Se sentant menacée, une accompagnatrice interdit à 200 jeunes de monter dans un train à Malines

Une accompagnatrice de la SNCB a empêché un groupe de jeunes, qui voulaient se rendre à Bruxelles, de monter dans le train à la gare de Malines-Nekkerspoel parce qu'elle se sentait menacée. Elle va déposer plainte auprès de la police des chemins de fer. Selon la SNCB, les jeunes auraient refusé de faire contrôler leur titre de transport. "Une situation que l'accompagnatrice a jugé intimidante". Les jeunes ont pu rentrer chez eux avec un prochain train sans aucun problème.

"Un groupe de 200 jeunes qui voulait prendre le train pour Bruxelles après une visite au parc de sports et de loisirs De Nekker à Malines (Anvers) n’a pas pu monter à bord", a précisé le porte-parole de la zone de police de Malines-Willebroek, Dirk Van de Sande. "Ils se sont présentés à la gare de Nekkerspoel, vers 20h30."

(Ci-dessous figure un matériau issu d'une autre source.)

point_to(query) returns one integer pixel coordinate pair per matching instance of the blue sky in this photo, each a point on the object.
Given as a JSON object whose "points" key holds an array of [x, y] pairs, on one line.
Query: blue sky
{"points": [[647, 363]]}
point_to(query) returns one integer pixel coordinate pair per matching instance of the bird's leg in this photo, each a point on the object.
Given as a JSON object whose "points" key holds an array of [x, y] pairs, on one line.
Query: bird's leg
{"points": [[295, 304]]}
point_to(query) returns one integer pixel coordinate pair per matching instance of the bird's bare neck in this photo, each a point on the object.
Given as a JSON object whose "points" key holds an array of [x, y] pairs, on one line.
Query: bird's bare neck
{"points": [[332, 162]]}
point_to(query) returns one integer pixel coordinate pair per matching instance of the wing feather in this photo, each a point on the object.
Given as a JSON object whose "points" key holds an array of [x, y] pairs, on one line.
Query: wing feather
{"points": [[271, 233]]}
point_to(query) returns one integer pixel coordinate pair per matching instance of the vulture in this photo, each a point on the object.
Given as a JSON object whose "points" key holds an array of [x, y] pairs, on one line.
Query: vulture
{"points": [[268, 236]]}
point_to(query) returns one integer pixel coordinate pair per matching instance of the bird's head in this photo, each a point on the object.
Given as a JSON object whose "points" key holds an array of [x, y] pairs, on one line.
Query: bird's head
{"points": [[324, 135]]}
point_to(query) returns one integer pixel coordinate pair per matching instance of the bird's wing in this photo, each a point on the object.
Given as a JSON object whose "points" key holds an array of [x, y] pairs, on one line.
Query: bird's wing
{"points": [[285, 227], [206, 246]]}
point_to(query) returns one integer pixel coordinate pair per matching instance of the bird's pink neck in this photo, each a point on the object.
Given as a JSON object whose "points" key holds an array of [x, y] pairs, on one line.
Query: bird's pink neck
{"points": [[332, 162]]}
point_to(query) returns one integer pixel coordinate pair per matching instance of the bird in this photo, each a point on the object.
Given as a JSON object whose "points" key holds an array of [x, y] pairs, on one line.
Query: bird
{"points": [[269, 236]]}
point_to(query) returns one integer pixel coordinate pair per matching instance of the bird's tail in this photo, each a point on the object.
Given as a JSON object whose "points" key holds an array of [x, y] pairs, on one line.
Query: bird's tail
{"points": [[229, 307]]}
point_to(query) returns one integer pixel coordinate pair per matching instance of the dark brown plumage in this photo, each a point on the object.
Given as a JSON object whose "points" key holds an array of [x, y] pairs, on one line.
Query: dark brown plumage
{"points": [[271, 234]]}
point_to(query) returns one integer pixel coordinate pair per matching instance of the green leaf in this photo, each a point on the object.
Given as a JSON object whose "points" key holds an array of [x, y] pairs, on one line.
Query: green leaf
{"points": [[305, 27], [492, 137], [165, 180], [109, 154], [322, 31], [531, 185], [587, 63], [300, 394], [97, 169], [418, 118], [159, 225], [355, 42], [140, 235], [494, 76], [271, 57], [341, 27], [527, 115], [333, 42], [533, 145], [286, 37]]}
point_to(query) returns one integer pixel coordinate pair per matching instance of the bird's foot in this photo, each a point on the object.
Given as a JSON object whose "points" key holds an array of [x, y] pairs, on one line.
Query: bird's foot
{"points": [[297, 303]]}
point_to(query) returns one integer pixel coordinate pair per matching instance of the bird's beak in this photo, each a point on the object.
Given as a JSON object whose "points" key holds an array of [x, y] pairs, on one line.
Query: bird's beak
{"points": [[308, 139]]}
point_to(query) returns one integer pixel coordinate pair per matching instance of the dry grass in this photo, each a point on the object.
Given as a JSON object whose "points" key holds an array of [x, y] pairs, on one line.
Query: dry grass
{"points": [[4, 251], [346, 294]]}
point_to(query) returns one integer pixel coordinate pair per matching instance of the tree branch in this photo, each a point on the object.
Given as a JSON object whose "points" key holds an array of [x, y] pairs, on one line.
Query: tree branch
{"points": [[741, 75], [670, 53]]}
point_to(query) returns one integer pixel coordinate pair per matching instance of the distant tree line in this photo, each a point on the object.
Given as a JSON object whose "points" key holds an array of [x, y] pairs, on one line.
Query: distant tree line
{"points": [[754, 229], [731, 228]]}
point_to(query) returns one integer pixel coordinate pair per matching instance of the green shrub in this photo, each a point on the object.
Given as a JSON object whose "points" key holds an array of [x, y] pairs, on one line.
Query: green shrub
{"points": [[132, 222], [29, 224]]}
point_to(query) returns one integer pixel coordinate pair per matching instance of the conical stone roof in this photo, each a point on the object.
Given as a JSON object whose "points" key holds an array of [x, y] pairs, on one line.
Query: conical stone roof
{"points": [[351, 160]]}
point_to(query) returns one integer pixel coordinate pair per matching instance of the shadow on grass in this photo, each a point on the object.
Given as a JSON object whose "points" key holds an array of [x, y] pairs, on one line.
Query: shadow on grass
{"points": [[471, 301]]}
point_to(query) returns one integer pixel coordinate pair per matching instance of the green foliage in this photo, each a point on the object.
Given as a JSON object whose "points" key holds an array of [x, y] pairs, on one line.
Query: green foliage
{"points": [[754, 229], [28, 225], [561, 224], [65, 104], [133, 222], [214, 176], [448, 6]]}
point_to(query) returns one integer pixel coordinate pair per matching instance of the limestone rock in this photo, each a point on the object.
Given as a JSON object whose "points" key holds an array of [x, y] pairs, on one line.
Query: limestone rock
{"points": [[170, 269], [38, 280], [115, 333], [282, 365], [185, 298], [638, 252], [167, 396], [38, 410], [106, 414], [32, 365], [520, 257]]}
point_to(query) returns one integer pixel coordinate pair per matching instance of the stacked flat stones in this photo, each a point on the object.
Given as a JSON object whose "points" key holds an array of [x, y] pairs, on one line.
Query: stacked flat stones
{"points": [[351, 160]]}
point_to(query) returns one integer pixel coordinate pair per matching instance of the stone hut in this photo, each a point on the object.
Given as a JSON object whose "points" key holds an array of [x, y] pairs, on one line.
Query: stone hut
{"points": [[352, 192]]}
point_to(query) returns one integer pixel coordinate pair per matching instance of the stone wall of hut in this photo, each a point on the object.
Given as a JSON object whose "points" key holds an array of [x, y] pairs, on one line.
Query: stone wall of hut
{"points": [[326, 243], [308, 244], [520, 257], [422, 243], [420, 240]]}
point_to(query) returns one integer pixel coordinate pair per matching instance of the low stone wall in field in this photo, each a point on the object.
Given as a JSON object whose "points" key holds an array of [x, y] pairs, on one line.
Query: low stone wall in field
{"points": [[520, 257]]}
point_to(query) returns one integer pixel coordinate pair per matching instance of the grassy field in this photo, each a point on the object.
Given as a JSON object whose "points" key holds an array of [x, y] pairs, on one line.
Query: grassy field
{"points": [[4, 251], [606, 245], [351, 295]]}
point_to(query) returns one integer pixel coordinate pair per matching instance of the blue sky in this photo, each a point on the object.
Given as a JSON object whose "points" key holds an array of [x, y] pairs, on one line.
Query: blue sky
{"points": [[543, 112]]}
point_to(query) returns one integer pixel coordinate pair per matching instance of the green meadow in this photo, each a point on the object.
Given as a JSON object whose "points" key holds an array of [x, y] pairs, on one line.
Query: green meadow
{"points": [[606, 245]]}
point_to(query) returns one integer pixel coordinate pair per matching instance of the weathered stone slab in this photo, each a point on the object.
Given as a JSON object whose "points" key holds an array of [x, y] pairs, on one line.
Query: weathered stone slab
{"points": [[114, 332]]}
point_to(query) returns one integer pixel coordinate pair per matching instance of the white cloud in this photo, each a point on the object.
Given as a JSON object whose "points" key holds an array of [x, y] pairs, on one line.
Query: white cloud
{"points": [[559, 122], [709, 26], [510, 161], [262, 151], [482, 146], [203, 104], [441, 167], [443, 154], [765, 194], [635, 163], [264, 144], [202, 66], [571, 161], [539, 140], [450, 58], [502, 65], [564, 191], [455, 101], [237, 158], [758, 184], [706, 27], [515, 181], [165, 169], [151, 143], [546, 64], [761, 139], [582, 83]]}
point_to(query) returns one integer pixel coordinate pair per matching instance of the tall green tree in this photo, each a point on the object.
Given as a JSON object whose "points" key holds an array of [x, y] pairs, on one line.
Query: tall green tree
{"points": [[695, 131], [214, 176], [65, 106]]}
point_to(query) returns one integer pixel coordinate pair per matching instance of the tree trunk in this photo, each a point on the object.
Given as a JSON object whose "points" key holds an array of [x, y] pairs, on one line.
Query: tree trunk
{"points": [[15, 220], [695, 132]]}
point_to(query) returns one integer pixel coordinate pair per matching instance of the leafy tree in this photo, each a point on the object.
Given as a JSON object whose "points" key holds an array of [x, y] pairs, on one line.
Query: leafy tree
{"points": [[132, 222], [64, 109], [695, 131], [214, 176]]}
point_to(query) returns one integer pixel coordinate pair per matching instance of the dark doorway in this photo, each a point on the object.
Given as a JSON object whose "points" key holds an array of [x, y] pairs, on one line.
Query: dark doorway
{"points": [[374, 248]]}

Selon Dirk Van de Sande, l’accompagnatrice du train Anvers-Bruxelles qui faisait un arrêt à Malines a jugé que ces jeunes ne pouvaient pas monter. " Elle s'est sentie menacée et a refermé les portes du train. Pour les menaces qu'elle a ressenties, elle va déposer plainte auprès des collègues de la police des chemins de fer à Bruxelles."

Intimidation ou agression ?

Dirk Van de Sande refuse d’en dire plus sur la nature des menaces. "Ce n'étaient pas des menaces physiques, mais ce sont des menaces qu'elle a ressenties. En outre, on ne peut rien dire de la plainte, l'enquête devra révéler ce qui s'est passé exactement. L'incident doit encore être consigné dans un rapport officiel." 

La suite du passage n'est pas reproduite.